As for his attitude (which sucks), you really have to know more about his father, who in the early ’70s was the most talented player in baseball, and was shipped from team to team to team because he didn’t stepnfetch the way they liked back then. He came by his attitude honestly. And after today, well, can you blame him if he still has a leetle attitude problem? How much has Mark McGuire had to spend on attorneys? Quite a bit less, wouldn’t you say?
Kathy in St. Louis
John, you may be correct about the cost, but I’ve got to say that it certainly doesn’t break my heart that this wanker had to spend a lot of cash to defend himself. I wish that all the guys, including Mark McGuire and Sammy Sosa,both of whom I adored before I knew what they were up to, had to spend their hard earned cash doing the same. At least, Sosa and McGuire played the humble game. Bonds just beefed up, pretended that everyone was lying about him and set new “records” that will forever be questioned within the game.

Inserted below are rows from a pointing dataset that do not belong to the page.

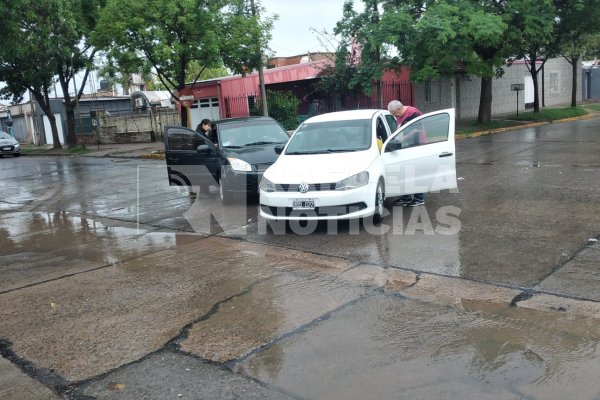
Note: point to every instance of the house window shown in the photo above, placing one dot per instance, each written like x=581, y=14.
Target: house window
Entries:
x=251, y=102
x=433, y=91
x=209, y=102
x=553, y=82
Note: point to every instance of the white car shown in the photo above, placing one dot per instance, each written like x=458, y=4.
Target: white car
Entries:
x=9, y=145
x=332, y=167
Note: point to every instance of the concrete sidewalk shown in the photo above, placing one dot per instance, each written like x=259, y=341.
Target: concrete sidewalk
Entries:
x=16, y=385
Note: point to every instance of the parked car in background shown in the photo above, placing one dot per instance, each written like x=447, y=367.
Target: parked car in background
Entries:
x=244, y=148
x=332, y=167
x=9, y=145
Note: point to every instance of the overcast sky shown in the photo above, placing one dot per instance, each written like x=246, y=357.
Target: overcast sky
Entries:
x=292, y=33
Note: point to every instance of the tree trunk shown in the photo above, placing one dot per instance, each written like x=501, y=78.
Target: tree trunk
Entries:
x=183, y=115
x=485, y=101
x=574, y=65
x=71, y=134
x=45, y=105
x=536, y=95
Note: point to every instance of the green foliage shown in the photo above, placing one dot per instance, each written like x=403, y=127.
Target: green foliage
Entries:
x=173, y=38
x=363, y=29
x=283, y=107
x=46, y=42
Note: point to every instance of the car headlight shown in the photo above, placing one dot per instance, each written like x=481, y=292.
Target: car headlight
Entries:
x=266, y=185
x=239, y=165
x=353, y=182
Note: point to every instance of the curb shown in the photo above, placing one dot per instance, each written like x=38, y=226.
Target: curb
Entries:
x=463, y=136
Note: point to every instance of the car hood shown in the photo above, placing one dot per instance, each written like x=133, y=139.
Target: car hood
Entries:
x=264, y=154
x=318, y=168
x=8, y=142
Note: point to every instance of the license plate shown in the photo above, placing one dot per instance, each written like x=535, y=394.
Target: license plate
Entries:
x=303, y=204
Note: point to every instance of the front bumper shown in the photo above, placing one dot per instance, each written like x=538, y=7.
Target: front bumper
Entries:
x=329, y=205
x=10, y=149
x=239, y=181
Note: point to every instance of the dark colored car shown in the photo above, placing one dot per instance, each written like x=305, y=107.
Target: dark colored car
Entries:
x=242, y=150
x=9, y=145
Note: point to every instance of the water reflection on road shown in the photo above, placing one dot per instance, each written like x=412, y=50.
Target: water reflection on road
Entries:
x=386, y=347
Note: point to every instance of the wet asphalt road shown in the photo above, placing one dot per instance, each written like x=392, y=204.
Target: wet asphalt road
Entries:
x=115, y=285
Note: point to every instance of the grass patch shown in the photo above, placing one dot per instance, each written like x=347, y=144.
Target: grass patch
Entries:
x=79, y=149
x=550, y=114
x=595, y=107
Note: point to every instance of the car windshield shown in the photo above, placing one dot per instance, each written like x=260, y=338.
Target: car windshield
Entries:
x=331, y=137
x=250, y=133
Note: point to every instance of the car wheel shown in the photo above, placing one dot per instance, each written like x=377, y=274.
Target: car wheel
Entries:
x=379, y=208
x=226, y=197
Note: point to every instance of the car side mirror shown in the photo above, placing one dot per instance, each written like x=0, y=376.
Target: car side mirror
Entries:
x=203, y=149
x=393, y=145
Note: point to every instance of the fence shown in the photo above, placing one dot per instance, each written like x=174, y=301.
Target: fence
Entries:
x=241, y=106
x=135, y=127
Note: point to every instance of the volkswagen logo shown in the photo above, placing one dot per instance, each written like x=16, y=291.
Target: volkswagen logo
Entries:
x=303, y=187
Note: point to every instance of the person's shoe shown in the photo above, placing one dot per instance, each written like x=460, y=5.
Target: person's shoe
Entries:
x=415, y=203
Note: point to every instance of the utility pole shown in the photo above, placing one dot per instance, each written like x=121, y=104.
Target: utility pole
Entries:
x=261, y=76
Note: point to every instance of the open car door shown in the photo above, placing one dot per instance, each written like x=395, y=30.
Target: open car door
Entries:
x=192, y=159
x=420, y=156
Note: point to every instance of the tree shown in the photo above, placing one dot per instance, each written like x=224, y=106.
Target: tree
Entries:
x=363, y=30
x=72, y=22
x=168, y=36
x=47, y=45
x=444, y=38
x=578, y=25
x=533, y=36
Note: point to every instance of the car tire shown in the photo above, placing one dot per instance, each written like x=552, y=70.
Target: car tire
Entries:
x=226, y=196
x=379, y=200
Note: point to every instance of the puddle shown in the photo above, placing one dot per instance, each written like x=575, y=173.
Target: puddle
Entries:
x=36, y=247
x=387, y=347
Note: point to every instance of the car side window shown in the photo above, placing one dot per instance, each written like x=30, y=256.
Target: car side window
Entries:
x=431, y=129
x=381, y=131
x=185, y=140
x=391, y=120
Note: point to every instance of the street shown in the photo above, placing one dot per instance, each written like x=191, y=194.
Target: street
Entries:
x=116, y=286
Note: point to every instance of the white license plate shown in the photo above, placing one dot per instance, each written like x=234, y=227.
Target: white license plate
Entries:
x=303, y=204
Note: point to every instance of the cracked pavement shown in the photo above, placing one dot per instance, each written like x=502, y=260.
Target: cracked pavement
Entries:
x=109, y=293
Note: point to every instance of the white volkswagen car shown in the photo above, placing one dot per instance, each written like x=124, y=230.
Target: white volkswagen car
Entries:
x=333, y=168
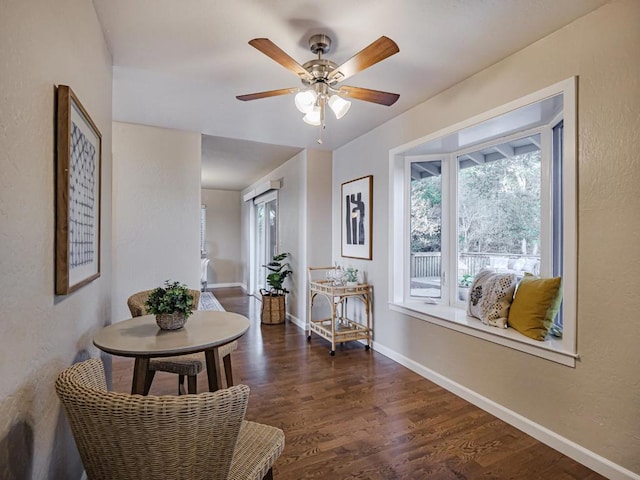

It wouldn’t have hurt if a couple of owners and managers, who had to be able to see how these guys suddenly beefed up, were also questioned before juries. But the almighty dollar is always the real winner in baseball.
Paul in KY
@Maude: IMO, only a fool would bank at Bank of America. Glad you are leaving those thieves.
MBunge
@Dollared: Gang, Bonds was the Greatest Player that Ever Lived.
Which makes his offense even worse. It used to be, at least in theory, that someone who was special was considered to have greater responsibilities because of that status. If you were richer or smarter or more talented than the average joe, you had an even higher duty to follow the rules and do the right thing simply BECAUSE you had greater opportunity or capacity to do so.
Now, being special or exceptional is considered to be a license to do whatever the hell you want and have that behavior excused by your specialness.